1. Your plan hasn’t been updated to take into account the never-ending Estate Tax changes. Currently a single person can leave up to $5.6 million, and a married couple can leave up to $11.2 million, free of estate tax.  Over the years, the estate tax exemption has gone from $600,000 per individual (in 2000) to its current high levels.  If your estate planning takes into account the estate tax, your documents may very well use the wrong exemption amount or formula.  And if the current exemptions eliminate any estate tax concerns for you, but your documents were set up to avoid the tax, they may create unnecessarily complicated trusts for your family that may no longer be needed.


  1. You want to protect assets from lawsuits against you or your beneficiaries. Although you can’t set up trusts to defraud existing creditors, you can set up your estate to minimize exposure to possible future lawsuits either against you or your beneficiaries.   Florida’s laws provide excellent asset protection without the need to set up offshore trusts or other complicated structures. However, unless your assets are properly titled you will not be able to take advantage of these exemptions.


  1. You don’t want that no-good son-in-law to get his hands on your estate. Most wills and trusts give assets to children when they reach certain ages (1/3 at 25, 1/3 at 30 and 1/3 at 35 is very common.)  However, putting assets directly in the names of the children even at those ages can expose them to divorce judgments and other lawsuits against the child.  Far better is to keep the assets in the trust until the child actually needs the money, giving the child control over the trust but not putting the assets directly in the child’s name. That way the assets are available for the child’s use but protected from third parties.


  1. The people you’ve named as guardian for your children and trustee for your heirs are no longer on your “A List.” Relationships change, people move, they get divorced.  Trustee, executor and guardian designations should be reviewed at least every five years.


  1. You’ve moved to Florida since your estate planning was done. Despite similarities in most states’ estate laws, every state has something different in their rules that warrants a review. Two common differences in Florida: 1) all trusts must be witnessed by two witnesses to be valid; 2) out-of-state residents cannot serve as personal representative/executor of your estate, unless closely related to the decedent; for instance, your brother-in-law cannot be your executor if he lives out-of-state.


  1. You don’t have a revocable living trust. Revocable living trusts avoid court-supervised probate and guardianships. Probate in Florida lasts for a minimum of six months and carries with it hefty percentage fees for personal representatives and attorneys.  Living trusts are even more important if you have out-of-state real estate, which would otherwise require two probates: one in Florida and one in the state where the real property is located.

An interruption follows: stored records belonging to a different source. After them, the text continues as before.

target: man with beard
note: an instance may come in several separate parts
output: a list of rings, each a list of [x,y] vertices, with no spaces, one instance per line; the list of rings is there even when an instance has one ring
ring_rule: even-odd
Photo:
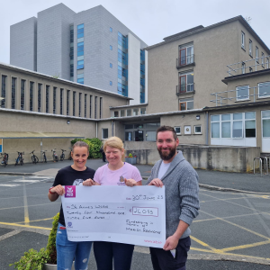
[[[157,130],[157,147],[161,158],[152,168],[148,184],[166,187],[166,237],[162,248],[150,248],[154,270],[185,270],[190,249],[189,225],[198,215],[198,175],[176,151],[179,140],[174,128]]]

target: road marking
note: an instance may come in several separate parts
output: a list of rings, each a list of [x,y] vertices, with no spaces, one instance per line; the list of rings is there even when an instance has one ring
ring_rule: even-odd
[[[32,225],[22,225],[22,224],[17,224],[17,223],[0,222],[0,224],[10,225],[10,226],[17,226],[17,227],[23,227],[23,228],[41,229],[41,230],[51,230],[51,228],[38,227],[38,226],[32,226]]]
[[[244,248],[254,248],[254,247],[258,247],[258,246],[267,245],[267,244],[270,244],[270,240],[262,241],[262,242],[256,242],[256,243],[248,244],[248,245],[236,246],[236,247],[222,248],[220,250],[223,251],[223,252],[227,252],[227,251],[232,251],[232,250],[238,250],[238,249],[244,249]]]
[[[29,225],[29,212],[28,212],[25,184],[23,184],[23,204],[24,204],[24,223],[25,225]]]
[[[11,237],[13,237],[13,236],[14,236],[14,235],[20,233],[21,231],[22,231],[22,230],[13,230],[13,231],[10,231],[10,232],[8,232],[8,233],[5,233],[5,234],[0,236],[0,241],[4,240],[4,239],[6,239],[6,238],[11,238]]]

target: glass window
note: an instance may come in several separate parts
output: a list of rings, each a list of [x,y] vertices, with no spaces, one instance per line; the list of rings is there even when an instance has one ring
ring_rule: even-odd
[[[175,127],[175,130],[176,134],[181,134],[181,128],[180,127]]]
[[[125,140],[132,140],[132,131],[125,132]]]
[[[256,121],[248,120],[245,122],[245,135],[246,138],[256,137]]]
[[[221,122],[221,138],[230,138],[230,122]]]
[[[249,86],[238,86],[236,90],[237,100],[249,99]]]
[[[243,137],[242,121],[234,121],[232,123],[232,138]]]
[[[202,126],[194,126],[194,133],[201,134],[202,133]]]
[[[220,123],[211,123],[211,138],[220,138]]]
[[[270,96],[270,82],[258,84],[259,97]]]
[[[139,115],[139,109],[134,108],[133,109],[133,116]]]
[[[103,129],[103,140],[109,138],[109,130],[108,129]]]

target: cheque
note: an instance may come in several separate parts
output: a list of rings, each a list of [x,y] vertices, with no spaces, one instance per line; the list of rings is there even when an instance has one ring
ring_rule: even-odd
[[[66,185],[61,200],[70,241],[165,244],[165,187]]]

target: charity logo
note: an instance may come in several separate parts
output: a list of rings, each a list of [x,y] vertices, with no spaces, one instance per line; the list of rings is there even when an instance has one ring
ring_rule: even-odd
[[[65,185],[65,198],[75,198],[75,197],[76,197],[76,186]]]

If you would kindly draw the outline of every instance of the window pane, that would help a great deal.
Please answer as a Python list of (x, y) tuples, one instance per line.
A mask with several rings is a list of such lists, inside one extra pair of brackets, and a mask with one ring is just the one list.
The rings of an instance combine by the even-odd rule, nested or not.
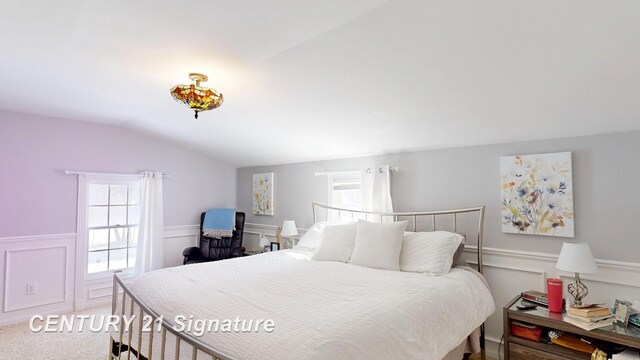
[(129, 228), (129, 246), (137, 246), (138, 245), (138, 227), (130, 227)]
[(136, 266), (136, 253), (137, 253), (137, 249), (136, 248), (129, 248), (129, 267), (134, 267)]
[(109, 206), (109, 226), (127, 225), (127, 206)]
[(125, 269), (127, 267), (127, 249), (109, 251), (109, 270)]
[(89, 230), (89, 251), (105, 250), (109, 245), (109, 230)]
[(127, 247), (127, 228), (109, 229), (110, 248)]
[(89, 205), (107, 205), (109, 185), (89, 185)]
[(107, 271), (107, 251), (105, 250), (89, 253), (88, 265), (89, 274), (100, 271)]
[(107, 226), (108, 212), (107, 206), (89, 206), (89, 227)]
[(129, 185), (129, 204), (140, 202), (140, 185)]
[(111, 192), (109, 196), (110, 205), (126, 205), (127, 185), (111, 185)]
[(131, 205), (129, 206), (129, 214), (128, 214), (128, 218), (127, 221), (129, 225), (136, 225), (140, 222), (140, 208), (138, 207), (138, 205)]

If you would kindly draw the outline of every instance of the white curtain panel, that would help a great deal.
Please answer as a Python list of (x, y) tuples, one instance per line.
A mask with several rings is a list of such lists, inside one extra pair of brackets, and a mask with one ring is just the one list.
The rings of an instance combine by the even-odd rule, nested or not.
[(369, 166), (362, 170), (362, 210), (393, 212), (389, 165)]
[(146, 171), (140, 187), (140, 233), (136, 272), (142, 274), (161, 269), (164, 265), (164, 220), (162, 173)]

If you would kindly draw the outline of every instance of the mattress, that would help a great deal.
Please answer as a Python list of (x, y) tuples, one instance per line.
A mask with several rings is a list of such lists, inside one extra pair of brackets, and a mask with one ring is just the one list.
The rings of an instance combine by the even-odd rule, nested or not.
[[(198, 333), (200, 341), (243, 360), (440, 360), (495, 311), (483, 279), (468, 269), (433, 276), (310, 256), (292, 249), (167, 268), (140, 276), (129, 289), (172, 324), (177, 316), (273, 320), (272, 332)], [(138, 344), (133, 336), (131, 345), (146, 354), (147, 337)], [(123, 338), (128, 343), (127, 334)], [(159, 339), (154, 335), (156, 355)], [(191, 350), (182, 343), (180, 358), (191, 358)], [(174, 351), (169, 334), (165, 358)], [(198, 359), (208, 358), (203, 355)]]

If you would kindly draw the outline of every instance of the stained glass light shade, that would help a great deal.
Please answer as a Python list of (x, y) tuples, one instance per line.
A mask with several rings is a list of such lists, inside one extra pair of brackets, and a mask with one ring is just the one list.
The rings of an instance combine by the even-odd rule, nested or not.
[(196, 83), (191, 85), (176, 85), (171, 88), (171, 96), (173, 98), (195, 111), (195, 117), (198, 118), (200, 111), (207, 111), (217, 108), (224, 101), (221, 93), (214, 89), (200, 86), (201, 81), (207, 81), (207, 76), (202, 74), (191, 73), (189, 78)]

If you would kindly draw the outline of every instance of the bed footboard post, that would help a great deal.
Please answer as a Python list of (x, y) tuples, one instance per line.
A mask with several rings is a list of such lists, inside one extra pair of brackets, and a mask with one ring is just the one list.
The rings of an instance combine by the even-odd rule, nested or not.
[(484, 338), (484, 323), (480, 325), (480, 358), (482, 360), (486, 359), (486, 349), (485, 349), (485, 338)]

  1. You don’t want your children to become “trust-fund babies.” Giving your children large lump sums of money can destroy their motivation to be successful (just look at all the lottery winners who have filed for bankruptcy).  Proper planning can encourage education, reward hard work and teach proper charitable giving while preserving your estate for your family’s genuine needs.


  1. Someone in your family has “special needs” or needs “elder planning.” Family members who have mental or physical disabilities, addictions, etc. need special treatment in your estate plan.  For instance, proper planning can make funds available for treatment without giving the beneficiary control over the funds, and can provide for a disabled beneficiary’s needs without disqualifying them from government assistance, such as Medicaid. And if an older family member needs help to qualify for benefits to help pay for a nursing home, assisted living facility or even in-home health care, trusts and other vehicles can allow them to protect some of their hard-earned money for their families.


  1. You haven’t left anything to your church (or other favorite charity). Churches and nonprofits depends on membership donations to survive. When they lose a member, unless the member has specifically mentioned them in their estate planning, the donations come to an abrupt halt. But in many cases a small percentage bequest in the range of 1% to 10% can make a huge difference to how the member’s passing affects the organization, such as creating an endowment, funding a special project or mission, or paying off some debt. 


  1. You don’t have any! Surveys show that most people don’t even have simple wills.  If you do nothing, at least get durable powers of attorney, health care surrogate designations and living wills that can allow family members to handle your affairs if you can’t do so yourself due to accident or injury.  These very simple documents can greatly simplify your financial affairs in the event of your incapacity.